Concentrations of 1–3 mM that were shown to activate AMPK in intact cells [61] are readily reached in the plasma of humans with high doses of either aspirin or salsalate [33, 58, 69]. Recent studies in both rodents and human clinical trials showed that salicylate (mainly its pro-drugs such as salsalate and aspirin) significantly reduced circulating free fatty acids and/or triglycerides in obese/hyperlipidemic rodents [70] and humans with type 2 diabetes [5760]. These alterations in lipid metabolism are often seen prior to any improvements in insulin sensitivity; therefore, it is tempting to speculate that these lipid-lowering effects by salicylate (or its pro-drugs) might be due the consequences of AMPK activation. However, a long-term salicylate treatment (12 weeks, 250 mg/kg i.p.) in high-fat diet (HFD)-fed wild-type and AMPKβ1-knockout mice showed similar protective effects against HFD-induced insulin resistance and glucose intolerance, indicating that effects on AMPK-independent pathways (such as IKK-NFκB) play an important role in the improvement in insulin sensitivity [61]. In addition, the study did not provide detailed metabolic analysis (e.g., lipid metabolism and inflammatory markers), and it would be interesting to compare these parameters between wild-type and AMPKβ1-knockout mice.
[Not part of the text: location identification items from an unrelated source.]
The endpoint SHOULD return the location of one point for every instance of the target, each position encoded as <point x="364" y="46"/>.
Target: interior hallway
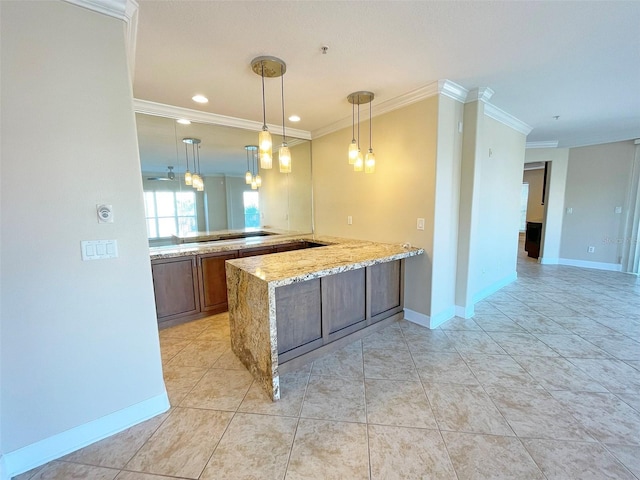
<point x="544" y="382"/>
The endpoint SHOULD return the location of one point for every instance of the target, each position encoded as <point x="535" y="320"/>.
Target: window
<point x="251" y="209"/>
<point x="170" y="213"/>
<point x="524" y="200"/>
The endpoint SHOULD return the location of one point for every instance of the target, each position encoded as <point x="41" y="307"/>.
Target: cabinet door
<point x="385" y="287"/>
<point x="175" y="284"/>
<point x="213" y="281"/>
<point x="299" y="319"/>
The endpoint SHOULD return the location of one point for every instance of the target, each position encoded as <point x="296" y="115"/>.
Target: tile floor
<point x="543" y="383"/>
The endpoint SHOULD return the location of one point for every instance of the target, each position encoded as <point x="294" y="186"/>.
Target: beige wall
<point x="79" y="339"/>
<point x="385" y="205"/>
<point x="535" y="208"/>
<point x="597" y="183"/>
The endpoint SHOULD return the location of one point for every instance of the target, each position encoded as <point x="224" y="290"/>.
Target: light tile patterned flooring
<point x="543" y="383"/>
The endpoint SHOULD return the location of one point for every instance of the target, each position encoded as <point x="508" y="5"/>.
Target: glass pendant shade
<point x="358" y="165"/>
<point x="284" y="159"/>
<point x="353" y="152"/>
<point x="264" y="143"/>
<point x="370" y="162"/>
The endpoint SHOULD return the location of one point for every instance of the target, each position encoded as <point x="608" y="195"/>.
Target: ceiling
<point x="579" y="61"/>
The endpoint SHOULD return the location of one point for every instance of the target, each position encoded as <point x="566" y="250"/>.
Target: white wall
<point x="597" y="183"/>
<point x="79" y="349"/>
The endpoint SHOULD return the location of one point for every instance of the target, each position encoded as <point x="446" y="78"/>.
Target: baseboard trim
<point x="465" y="312"/>
<point x="611" y="267"/>
<point x="429" y="321"/>
<point x="493" y="288"/>
<point x="56" y="446"/>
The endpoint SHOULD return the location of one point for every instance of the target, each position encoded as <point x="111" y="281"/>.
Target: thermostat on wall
<point x="105" y="213"/>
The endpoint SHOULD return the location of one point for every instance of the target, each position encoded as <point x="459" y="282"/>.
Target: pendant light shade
<point x="361" y="163"/>
<point x="271" y="67"/>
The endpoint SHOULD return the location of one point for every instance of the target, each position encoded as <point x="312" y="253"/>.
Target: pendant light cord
<point x="284" y="137"/>
<point x="264" y="108"/>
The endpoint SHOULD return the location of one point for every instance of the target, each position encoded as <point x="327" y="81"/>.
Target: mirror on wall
<point x="226" y="201"/>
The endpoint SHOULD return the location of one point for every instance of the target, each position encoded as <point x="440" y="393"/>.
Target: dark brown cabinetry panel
<point x="298" y="310"/>
<point x="385" y="287"/>
<point x="175" y="283"/>
<point x="343" y="302"/>
<point x="213" y="282"/>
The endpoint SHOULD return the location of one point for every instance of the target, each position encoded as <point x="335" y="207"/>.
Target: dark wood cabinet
<point x="213" y="282"/>
<point x="175" y="284"/>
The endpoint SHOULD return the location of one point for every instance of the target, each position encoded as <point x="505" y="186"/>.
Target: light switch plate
<point x="99" y="249"/>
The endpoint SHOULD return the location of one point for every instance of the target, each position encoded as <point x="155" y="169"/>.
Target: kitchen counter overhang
<point x="292" y="305"/>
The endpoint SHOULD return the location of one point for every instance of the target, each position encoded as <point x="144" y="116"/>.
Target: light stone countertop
<point x="339" y="255"/>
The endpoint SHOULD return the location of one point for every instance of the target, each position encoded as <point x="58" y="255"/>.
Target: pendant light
<point x="187" y="173"/>
<point x="271" y="67"/>
<point x="248" y="177"/>
<point x="353" y="147"/>
<point x="358" y="98"/>
<point x="370" y="158"/>
<point x="284" y="155"/>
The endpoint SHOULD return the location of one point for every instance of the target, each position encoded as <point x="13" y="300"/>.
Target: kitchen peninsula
<point x="289" y="308"/>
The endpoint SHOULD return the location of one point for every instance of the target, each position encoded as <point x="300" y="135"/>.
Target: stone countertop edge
<point x="300" y="265"/>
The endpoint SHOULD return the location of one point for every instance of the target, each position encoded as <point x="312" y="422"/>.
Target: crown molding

Finally, it should also be noted that one study has shown that although β1 is the predominant β isoform in mouse liver, β2 appears to be predominant in human hepatocytes [71]. Given that salicylate stimulates β1-containing complex, but not β2, this needs to be revisited and clarified in humans (for example, by using primary hepatocytes).

Concluding remarks

Over 60 years after Reid wondered whether uncoupling properties were really enough to account for the antihyperglycaemic action of salicylate, work in this area has discovered two major additional mechanisms that may contribute towards the improved therapeutic efficacy of this drug over simpler uncouplers. At the high antihyperglycaemic doses of salicylate that promote uncoupling, this drug also regulates NF-κB and directly activates AMPK in vivo. Emerging clinical data suggest that at intermediate well-tolerated doses, effects on hepatic glucose production may be more significant than those on peripheral insulin sensitivity. Further targeted studies to determine the overall contribution of uncoupling, NF-κB, and direct AMPK regulation on each of these antihyperglycaemic physiological responses (as well as anti-inflammatory and anti-proliferative/-cancer effects [69]) will allow a deeper understanding of salicylate action to develop.